Table 7. Summary of the train optimization objective function and results.

Train	Objective Function	Element Separated	Purity	Stage Combination (Loading–Scrubbing–Stripping)
Train-1	Recovery and Purity of Y	Y	99.52	8-12-3
Train-2	Purity of Sm	Gd-Sm combined	46.00/34.65 (80.65)	7-9-6
Train-3	Purity of Gd	Gd/Sm	72.59	14-8-5
Train-4	Purity of Ce	Nd, Pr, Ce combined/La	26.74/7.94/54.60 (89.28)	10-3-5

summarizes the element separation objective function associated with individual SX trains along with the determined stage combination and purities obtained.

3. Conclusions

Flowsheet development for individual and group separation of the REEs from a mixture via a combined equilibrium and process modeling approach using a roughing SX process was described in this paper. Experiments at different phase ratios at pre-determined pH of 065, 1.5, and 2.2 were conducted to study changes in the equilibrium separation characteristics of the elements. Experimental results indicated an increase in the extraction performance of the REEs with an increase in phase ratio; however, the stripping characteristics were generally constant with varying phase ratios. The phase ratio results were used to identify separation conditions of the previously proposed conceptual flowsheet using separation factors as criteria and develop the equilibrium phase ratio models. Organic to aqueous (O/A) phase ratios of 1/1, 1/2, and 1/2 were selected for the separation of Y, Gd-Sm, and La from the feed mixture for loading, and a phase ratio of 2/1 was selected for the stripping process.

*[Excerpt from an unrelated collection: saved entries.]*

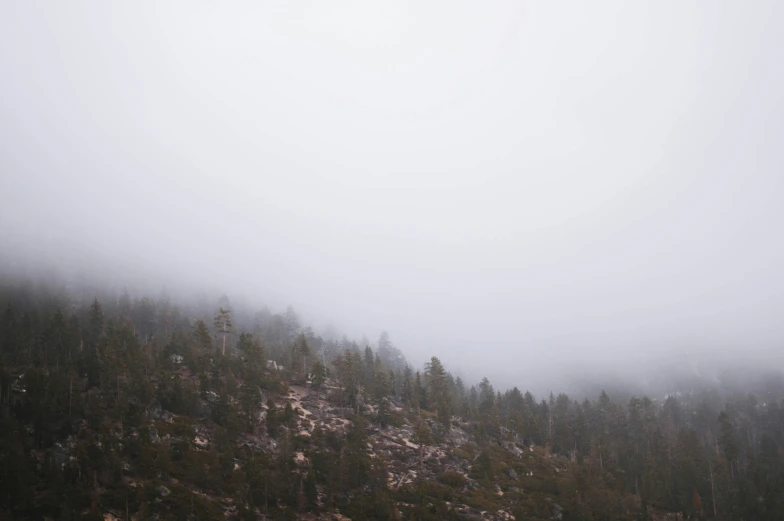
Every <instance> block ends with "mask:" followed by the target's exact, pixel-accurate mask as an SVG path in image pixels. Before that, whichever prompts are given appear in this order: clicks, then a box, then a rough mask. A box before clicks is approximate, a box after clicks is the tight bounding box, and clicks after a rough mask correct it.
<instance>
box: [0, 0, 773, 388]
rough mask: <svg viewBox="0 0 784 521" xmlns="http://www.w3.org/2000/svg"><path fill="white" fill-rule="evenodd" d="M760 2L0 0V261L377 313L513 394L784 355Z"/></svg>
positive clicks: (388, 320) (767, 58)
mask: <svg viewBox="0 0 784 521" xmlns="http://www.w3.org/2000/svg"><path fill="white" fill-rule="evenodd" d="M782 19H784V3H782V2H780V1H778V0H774V1H765V0H757V1H754V2H737V1H710V2H708V1H702V2H700V1H695V2H683V1H661V0H656V1H650V2H643V1H636V2H628V1H600V2H550V1H544V0H541V1H537V2H529V1H525V0H517V1H514V2H512V1H499V2H492V1H491V2H475V1H473V2H467V1H465V2H464V1H454V0H452V1H448V2H447V1H439V2H435V1H432V2H429V1H421V0H420V1H416V2H414V1H412V2H404V1H400V0H396V1H394V2H374V1H367V0H364V1H354V2H346V1H337V0H333V1H329V2H323V1H322V2H298V1H290V0H288V1H275V2H269V1H252V2H251V1H248V2H239V1H235V2H200V1H193V0H188V1H182V2H174V1H171V2H95V1H91V2H77V1H71V2H43V1H34V0H31V1H23V2H21V1H20V2H10V1H9V2H2V5H0V78H2V81H0V168H1V170H0V194H1V195H0V197H1V198H2V200H1V201H0V239H2V244H3V246H2V248H3V249H5V250H6V258H8V257H9V256H13V257H14V258H16V259H17V260H19V259H22V260H23V261H25V262H26V261H28V260H29V259H33V258H34V259H36V260H37V261H38V262H43V263H47V264H51V265H60V264H65V263H68V262H70V263H73V262H76V263H78V264H80V265H82V266H88V267H90V268H91V267H92V264H90V263H98V264H100V265H102V266H104V267H107V266H111V267H114V269H117V270H122V269H126V268H127V267H128V266H131V267H133V268H134V269H142V268H143V269H144V270H146V271H145V273H151V274H154V275H155V276H156V277H159V278H160V280H170V281H177V282H178V283H183V284H191V285H194V286H195V285H199V284H210V285H211V286H212V287H221V288H224V289H225V290H226V291H227V292H228V293H229V294H232V293H233V294H237V295H239V294H245V295H248V296H249V297H251V298H253V299H256V298H257V299H258V300H259V301H264V302H268V303H270V304H271V305H272V306H277V307H280V306H285V305H286V304H288V303H291V304H292V305H294V306H295V308H296V309H298V310H300V311H301V313H302V314H303V315H304V316H305V317H306V318H310V319H311V320H313V321H314V322H316V323H321V324H323V323H327V322H333V323H335V324H336V325H338V326H339V327H340V328H341V329H343V330H346V331H348V332H349V333H351V334H353V335H356V336H360V335H362V334H366V335H367V336H368V337H370V338H376V337H377V335H378V333H379V332H380V331H381V330H382V329H387V330H388V331H389V332H390V335H391V337H392V339H393V341H395V342H396V344H398V345H399V346H400V347H401V348H402V349H403V350H404V352H405V353H406V354H407V355H408V356H409V357H411V358H412V359H413V360H415V361H417V362H421V361H423V360H424V359H425V358H426V357H429V356H431V355H438V356H440V357H441V358H442V359H443V360H445V361H446V362H447V364H448V365H450V366H451V367H454V368H457V369H459V370H462V371H465V372H466V373H468V374H469V375H470V376H471V377H472V378H474V377H479V376H481V375H484V374H486V375H487V376H489V377H491V379H493V380H494V381H496V382H499V383H503V384H506V385H509V384H511V383H518V384H519V385H521V386H525V381H526V379H531V378H534V377H535V376H536V375H542V374H545V373H548V374H550V373H552V372H554V371H558V370H560V369H559V368H561V367H563V366H564V364H565V363H569V364H572V365H574V364H576V365H577V366H579V367H585V368H589V367H594V366H597V365H602V364H606V363H607V361H608V360H615V361H618V364H619V366H622V365H624V364H631V365H634V364H639V363H640V362H641V361H644V360H647V359H648V358H651V357H665V358H666V357H679V356H681V355H683V353H704V352H705V350H709V351H710V352H711V353H712V354H713V356H712V358H715V357H716V356H718V355H719V354H720V355H722V356H723V355H726V354H727V353H732V354H739V353H741V352H742V351H743V350H746V352H748V353H756V352H762V351H763V350H775V349H777V352H782V351H784V325H782V324H784V276H782V274H781V273H782V268H783V267H784V144H783V143H782V140H783V138H784V94H782V93H784V32H782V30H781V23H782ZM9 252H11V253H9ZM90 268H88V269H90ZM749 356H751V355H749ZM778 360H781V357H779V359H778Z"/></svg>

Function block models were developed in Simulink by integrating equilibrium phase ratio models in a process modeling framework to predict stagewise mass transfer for a multi-component system. With the aid of block models and the application of particle swarm optimization, the conceptual flowsheet was designed and simulated to determine the stage combination, resulting in the optimum separation of elements using purity, recovery, or both as the objective function. The optimization results indicated effective separation of yttrium and lanthanum from the feed mixture at 99.52 and 85.41 percent, respectively, whereas separation of other elements was also possible to a lesser extent. Stage combinations of 8-12-3 and 10-3-5 in loading, scrubbing, and stripping were estimated by PSO for the aforementioned product purities. Various stage combinations were tested by the optimization algorithm to yield better separability with recovery and purity for Gd-Sm and Nd-Pr-Ce element groups. However, the individual separation for the groups was difficult, irrespective of separation condition and stage combination. It was also observed that a large number of scrubbing stages are essential in obtaining high-purity products. The combined equilibrium and process modeling approach presented in this work can be used to design and simulate SX flowsheets of any configuration. The block model developed in Simulink provides the ability to analyze separation performance with respect to different process variables. The method presented is anticipated to provide a convenient way to analyze multi-component systems for any feed mixture and extractant combination, provided bench-scale equilibrium test results are available. It also provides an opportunity for future researchers to develop a library of different reagent schemes and equilibrium models, perform sensitivity analysis for different process variables, and develop an economic analysis module, which would enhance the application of the tool.